A corrida global por inteligência artificial acaba de ganhar um novo nível. A Samsung confirmou a construção de uma mega-fábrica dedicada a IA que terá nada menos que 50 000 aceleradores Nvidia. O projeto, fruto de uma parceria direta entre Jensen Huang e Lee Jae-yong, promete multiplicar por 20 a eficiência dos processos de fabricação de semicondutores da marca sul-coreana — o que impacta desde futuros celulares Galaxy até robôs industriais.
Por que 50 mil GPUs Nvidia importam (e muito)
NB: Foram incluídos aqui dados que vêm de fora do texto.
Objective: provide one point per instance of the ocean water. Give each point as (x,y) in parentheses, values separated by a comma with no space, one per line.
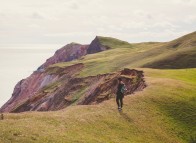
(17,63)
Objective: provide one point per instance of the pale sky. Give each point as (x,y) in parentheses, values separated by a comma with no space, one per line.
(65,21)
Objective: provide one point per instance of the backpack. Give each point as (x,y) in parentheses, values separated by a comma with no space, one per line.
(123,89)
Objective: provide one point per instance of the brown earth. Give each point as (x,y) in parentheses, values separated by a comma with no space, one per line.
(46,92)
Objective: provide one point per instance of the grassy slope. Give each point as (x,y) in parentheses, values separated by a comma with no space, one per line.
(164,112)
(157,114)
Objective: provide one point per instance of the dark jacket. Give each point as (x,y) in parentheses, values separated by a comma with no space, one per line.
(119,93)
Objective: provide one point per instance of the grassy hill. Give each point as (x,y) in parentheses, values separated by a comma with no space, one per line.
(164,112)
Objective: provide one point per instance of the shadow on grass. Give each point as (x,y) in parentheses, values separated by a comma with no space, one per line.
(125,116)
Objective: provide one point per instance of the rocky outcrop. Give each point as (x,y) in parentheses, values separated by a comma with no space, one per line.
(55,88)
(65,54)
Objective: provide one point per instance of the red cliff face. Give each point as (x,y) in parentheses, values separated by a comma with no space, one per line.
(65,54)
(55,88)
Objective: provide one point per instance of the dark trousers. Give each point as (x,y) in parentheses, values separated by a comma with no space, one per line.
(119,100)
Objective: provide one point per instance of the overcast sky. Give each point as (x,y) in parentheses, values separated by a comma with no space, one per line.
(65,21)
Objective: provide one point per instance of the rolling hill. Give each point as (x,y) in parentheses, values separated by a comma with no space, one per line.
(163,112)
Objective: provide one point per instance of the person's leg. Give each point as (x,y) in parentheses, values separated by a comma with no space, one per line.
(117,101)
(121,101)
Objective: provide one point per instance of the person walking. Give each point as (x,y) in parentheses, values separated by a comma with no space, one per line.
(120,93)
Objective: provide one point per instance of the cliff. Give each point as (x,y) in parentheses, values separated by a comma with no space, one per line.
(54,88)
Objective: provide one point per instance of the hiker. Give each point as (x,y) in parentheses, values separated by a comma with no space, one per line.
(120,93)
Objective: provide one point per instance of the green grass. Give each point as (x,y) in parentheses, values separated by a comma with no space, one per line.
(113,43)
(163,113)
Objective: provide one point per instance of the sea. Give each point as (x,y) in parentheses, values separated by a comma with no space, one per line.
(17,62)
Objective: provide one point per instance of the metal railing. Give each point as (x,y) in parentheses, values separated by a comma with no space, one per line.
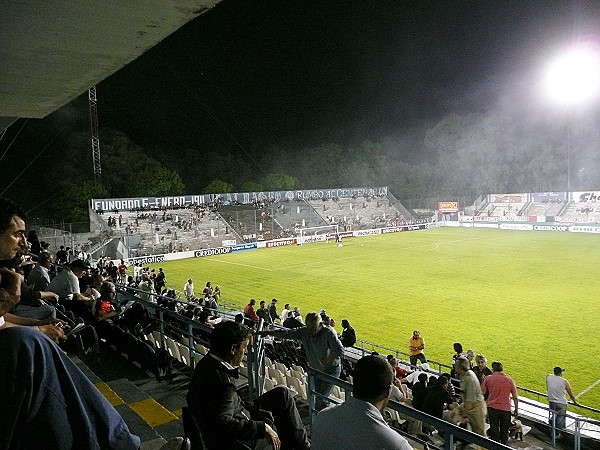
(449,430)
O arsenal da Samsung será composto por GPUs Nvidia de classe data center, semelhantes às H100 e às futuras Blackwell, modelos que hoje são o padrão-ouro para treinar LLMs (Large Language Models). Para efeito de comparação, o supercomputador Cerebras Andromeda — um dos mais poderosos do planeta — usa “apenas” 16 000 chips. Ou seja, a empresa asiática está montando, em um único site, um poder de processamento superior ao de muitos centros de pesquisa governamentais.
Qual o ganho real para quem compra produtos Samsung?
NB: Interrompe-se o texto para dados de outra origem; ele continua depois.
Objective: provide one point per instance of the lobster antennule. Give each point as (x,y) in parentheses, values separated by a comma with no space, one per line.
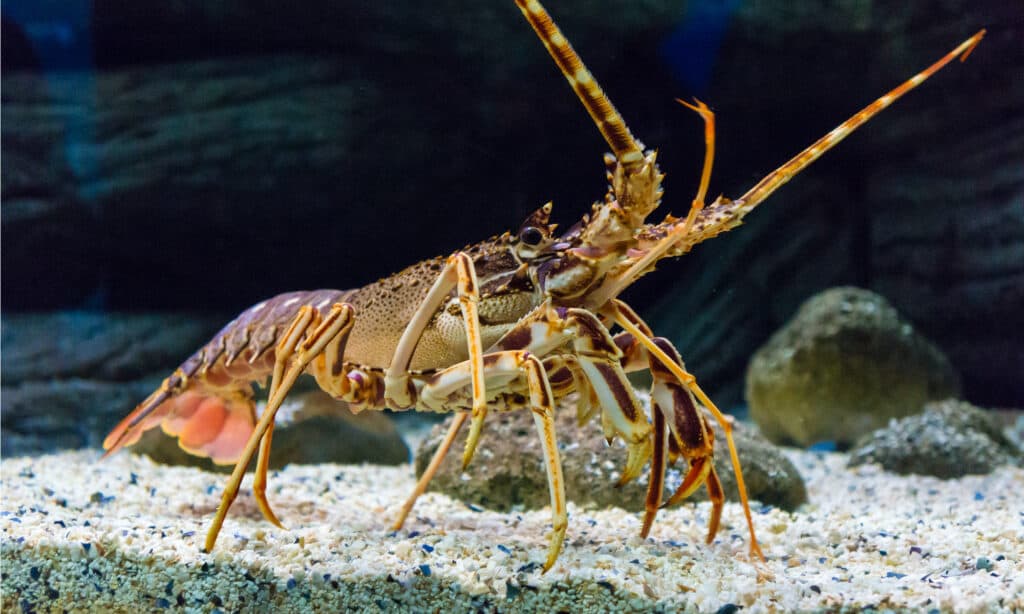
(627,149)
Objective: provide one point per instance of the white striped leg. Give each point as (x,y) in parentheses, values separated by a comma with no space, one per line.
(458,274)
Ao embarcar IA em cada etapa do fluxo de produção, a Samsung espera:
- Reduzir falhas em litografia, aumentando o rendimento de wafer e baixando custo por chip.
- Otimizar projeto de circuitos, encurtando o tempo entre a fase de design e o envio para as linhas de 3 nm e 2 nm.
- Lançar SoCs móveis mais eficientes, com IA on-device para fotografia, tradução em tempo real e jogos em ray tracing — terreno onde o Exynos ainda perde para o Snapdragon.
No mundo real, isso se traduz em bateria que dura mais nos próximos Galaxy, menor aquecimento enquanto você roda games exigentes ou grava vídeos em 8K e, claro, em notebooks finos equipados com NPUs mais potentes para produtividade com IA local.
HBM4: a peça que fecha o quebra-cabeça
A Samsung é uma das poucas companhias com know-how para produzir memórias HBM (High Bandwidth Memory) em escala. Sem elas, as GPUs Nvidia simplesmente não alcançam o throughput necessário para IA generativa. A meta é entregar os primeiros lotes de HBM4 alinhados à próxima geração de GPUs Blackwell, criando um efeito sinérgico: a Nvidia turbina seus aceleradores e, em contrapartida, a Samsung vende ainda mais memória premium.
Impacto no mercado (e no bolso dos concorrentes)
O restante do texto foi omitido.